04:17 So I could say date equals row.getdate comma.
04:24 Did I say data?
04:25 Oh, no, date, yeah, date.
04:27 So date equals that and actual mean temperature equals
04:35 row.get, this is starting to feel tedious isn't it?
04:39 And we got to do this for every one of those.
04:41 It turns out these rows are dictionaries,
04:44 there's a shorthand to say this statement,
04:47 for every element in the dictionary.
04:50 So if I want to say, if date is in there,
04:52 go get the value assigned as date.
04:53 If mean, actual mean temp is in there,
04:56 go get that value and assign it to this,
04:57 and the way you do that is you say **row.
05:01 Star star row just says, well, do what I erased, right.
05:05 Set this value to the value from the dictionary,
05:07 set this argument value to the value of the dictionary,
05:09 and because what's in the dictionary
05:12 is literally what we put right here,
05:14 this is going to match exactly and this will work.

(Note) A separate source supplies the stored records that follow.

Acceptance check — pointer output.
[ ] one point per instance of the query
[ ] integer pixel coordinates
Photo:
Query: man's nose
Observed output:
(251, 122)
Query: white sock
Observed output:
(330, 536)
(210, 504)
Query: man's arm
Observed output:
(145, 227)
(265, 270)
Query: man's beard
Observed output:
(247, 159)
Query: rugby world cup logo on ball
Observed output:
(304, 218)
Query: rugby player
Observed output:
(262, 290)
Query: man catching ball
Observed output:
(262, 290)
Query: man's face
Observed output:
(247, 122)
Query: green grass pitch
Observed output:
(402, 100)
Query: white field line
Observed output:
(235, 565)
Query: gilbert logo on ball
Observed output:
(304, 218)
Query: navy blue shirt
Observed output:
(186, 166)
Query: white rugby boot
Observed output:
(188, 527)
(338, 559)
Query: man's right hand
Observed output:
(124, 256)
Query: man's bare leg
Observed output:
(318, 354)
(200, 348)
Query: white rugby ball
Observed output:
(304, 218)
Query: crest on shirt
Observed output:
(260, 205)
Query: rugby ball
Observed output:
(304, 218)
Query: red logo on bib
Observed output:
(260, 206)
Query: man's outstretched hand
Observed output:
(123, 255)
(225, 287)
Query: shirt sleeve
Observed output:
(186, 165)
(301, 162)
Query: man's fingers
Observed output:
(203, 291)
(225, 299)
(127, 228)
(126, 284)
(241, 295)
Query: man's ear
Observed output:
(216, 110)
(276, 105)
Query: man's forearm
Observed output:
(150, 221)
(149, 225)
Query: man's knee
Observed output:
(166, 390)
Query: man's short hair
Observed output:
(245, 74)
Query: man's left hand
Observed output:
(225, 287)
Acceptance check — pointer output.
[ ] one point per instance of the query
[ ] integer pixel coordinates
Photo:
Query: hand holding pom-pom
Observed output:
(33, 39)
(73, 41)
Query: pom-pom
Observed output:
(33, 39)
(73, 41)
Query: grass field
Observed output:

05:17 Alright, so now let's return
05:18 this little record thing instead
05:20 and we can rename it better to record.
05:24 There we go.
05:25 And so we'll call it record here.
05:28 Now we go over here record and say .,
05:30 and notice it gives us a nice,
05:31 beautiful list of all the stuff that's in there,
05:34 we don't have to do this this style over here,
05:37 I'll just say, I don't have to know it's a string
05:39 and is the actual precipitation,
05:40 I just say record.actual_precipitation.
05:45 Then into print out the value,
05:47 then we'll do it again.
05:48 So now it should work just the same, boom, it does.

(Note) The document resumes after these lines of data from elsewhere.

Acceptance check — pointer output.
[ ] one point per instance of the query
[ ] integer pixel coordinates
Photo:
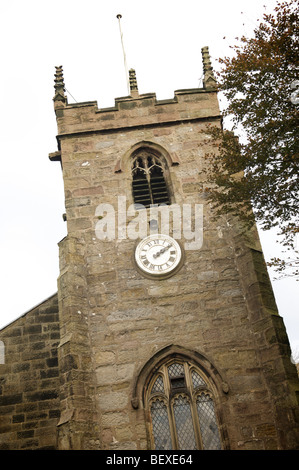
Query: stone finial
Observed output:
(133, 82)
(209, 80)
(59, 86)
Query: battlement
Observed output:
(136, 110)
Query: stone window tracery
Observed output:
(181, 407)
(149, 183)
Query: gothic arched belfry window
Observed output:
(149, 184)
(181, 406)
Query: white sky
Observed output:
(163, 41)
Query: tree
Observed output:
(261, 85)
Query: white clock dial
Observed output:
(158, 255)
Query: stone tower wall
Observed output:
(115, 322)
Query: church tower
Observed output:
(169, 332)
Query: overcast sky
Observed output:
(163, 41)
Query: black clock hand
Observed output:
(162, 251)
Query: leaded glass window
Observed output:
(182, 409)
(149, 184)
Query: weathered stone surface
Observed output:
(114, 323)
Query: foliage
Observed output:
(260, 83)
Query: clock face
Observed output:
(158, 255)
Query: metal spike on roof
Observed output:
(59, 85)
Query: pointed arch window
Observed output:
(149, 184)
(181, 407)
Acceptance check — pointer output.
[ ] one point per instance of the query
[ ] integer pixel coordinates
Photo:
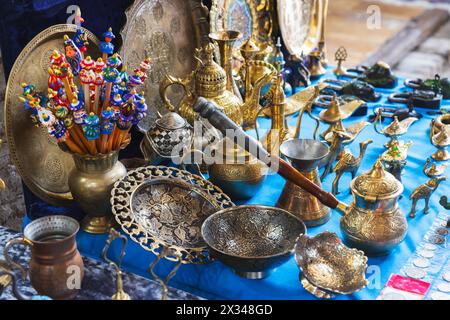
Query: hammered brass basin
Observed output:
(329, 267)
(252, 240)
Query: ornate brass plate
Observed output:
(164, 208)
(299, 23)
(238, 15)
(166, 31)
(42, 165)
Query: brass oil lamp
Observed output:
(208, 80)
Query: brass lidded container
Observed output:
(209, 80)
(374, 223)
(237, 173)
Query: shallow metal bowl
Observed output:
(253, 240)
(328, 266)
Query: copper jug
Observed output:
(305, 156)
(56, 268)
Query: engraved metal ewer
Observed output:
(305, 156)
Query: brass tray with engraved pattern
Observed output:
(166, 31)
(43, 166)
(300, 23)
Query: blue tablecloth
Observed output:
(216, 281)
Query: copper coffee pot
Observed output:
(375, 193)
(56, 267)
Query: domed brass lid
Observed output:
(171, 121)
(210, 78)
(333, 113)
(376, 184)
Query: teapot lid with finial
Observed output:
(377, 184)
(210, 78)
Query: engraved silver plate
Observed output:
(167, 32)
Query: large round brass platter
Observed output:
(167, 32)
(299, 23)
(42, 165)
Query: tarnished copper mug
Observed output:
(56, 268)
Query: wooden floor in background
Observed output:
(347, 26)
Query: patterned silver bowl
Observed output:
(252, 240)
(328, 267)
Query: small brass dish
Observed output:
(329, 267)
(252, 240)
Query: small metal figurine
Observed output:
(394, 159)
(434, 170)
(441, 141)
(438, 85)
(348, 163)
(424, 191)
(314, 64)
(395, 130)
(340, 56)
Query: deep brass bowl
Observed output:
(252, 240)
(329, 267)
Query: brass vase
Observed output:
(91, 182)
(305, 156)
(56, 268)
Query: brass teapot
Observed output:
(374, 223)
(208, 80)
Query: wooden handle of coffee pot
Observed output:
(221, 122)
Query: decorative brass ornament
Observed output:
(299, 22)
(434, 170)
(340, 56)
(374, 223)
(43, 166)
(253, 240)
(328, 267)
(424, 191)
(113, 235)
(208, 80)
(338, 139)
(167, 32)
(395, 130)
(348, 163)
(394, 159)
(441, 141)
(251, 107)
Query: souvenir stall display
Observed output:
(232, 185)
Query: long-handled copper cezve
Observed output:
(221, 122)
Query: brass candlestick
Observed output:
(226, 40)
(340, 56)
(113, 235)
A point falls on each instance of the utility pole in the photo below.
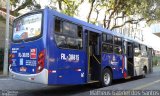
(5, 63)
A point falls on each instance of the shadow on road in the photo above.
(69, 90)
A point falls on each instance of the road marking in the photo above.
(6, 79)
(146, 85)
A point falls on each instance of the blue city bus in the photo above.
(55, 49)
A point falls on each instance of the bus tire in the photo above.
(106, 77)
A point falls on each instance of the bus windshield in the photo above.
(27, 27)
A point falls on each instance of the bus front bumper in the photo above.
(41, 77)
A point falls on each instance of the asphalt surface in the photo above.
(12, 87)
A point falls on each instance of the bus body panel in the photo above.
(24, 67)
(115, 62)
(65, 66)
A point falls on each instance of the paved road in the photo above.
(22, 88)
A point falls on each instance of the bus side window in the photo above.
(117, 45)
(57, 25)
(68, 34)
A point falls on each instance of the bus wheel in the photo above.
(106, 77)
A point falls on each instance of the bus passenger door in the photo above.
(130, 60)
(93, 55)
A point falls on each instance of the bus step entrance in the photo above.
(128, 77)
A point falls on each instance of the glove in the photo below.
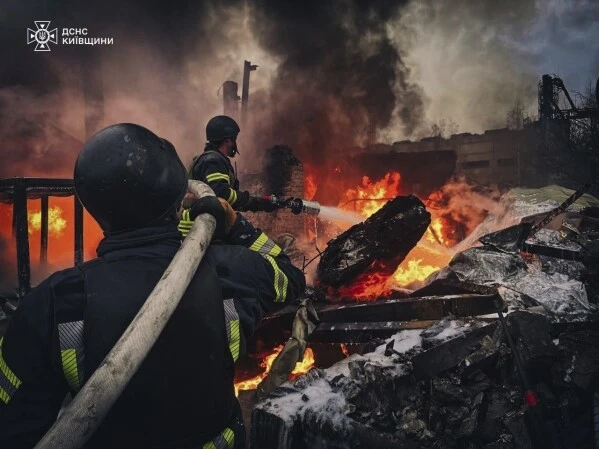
(222, 212)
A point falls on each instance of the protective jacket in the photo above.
(215, 169)
(182, 396)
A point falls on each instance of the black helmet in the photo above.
(221, 127)
(127, 177)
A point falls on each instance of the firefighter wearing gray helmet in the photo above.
(214, 167)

05:52 Okay, whew, so we've now converted our data,
05:56 the last thing to do is to store it.
05:58 So instead of printing out, which is kind of fun,
06:00 but generally not helpful,
06:02 we're going to go to our data and say, data, append record.
06:07 Alright and just in case somebody goes
06:09 and calls this a second time, right,
06:12 we don't want to over do this, whoops not record,
06:15 we'll say data.clear.
06:17 So we'll reset the data and then we'll load the new data
06:20 from this file just in case you run it twice,
06:23 probably not going to happen.
06:25 Alright, so now we're basically ready,
06:28 let's just check and see that this worked.
06:29 Let's go over here and just print research.data,
06:33 just to see that we got something that looks meaningful.
06:37 And look at that, we did.
06:38 Record, the dataset, the mean is,
06:41 we actually didn't parse the date,
06:42 but just keeping it simple.
06:44 Actual mean temperature and so on,
06:46 you can see this goes on to the right for very long.
06:49 But it did exactly what we wanted.
06:51 So it looks like we're off to the races.
06:53 Now the final bit, actually this is the easy part,
06:56 let's answer the questions now that data
06:57 is super structured to work with.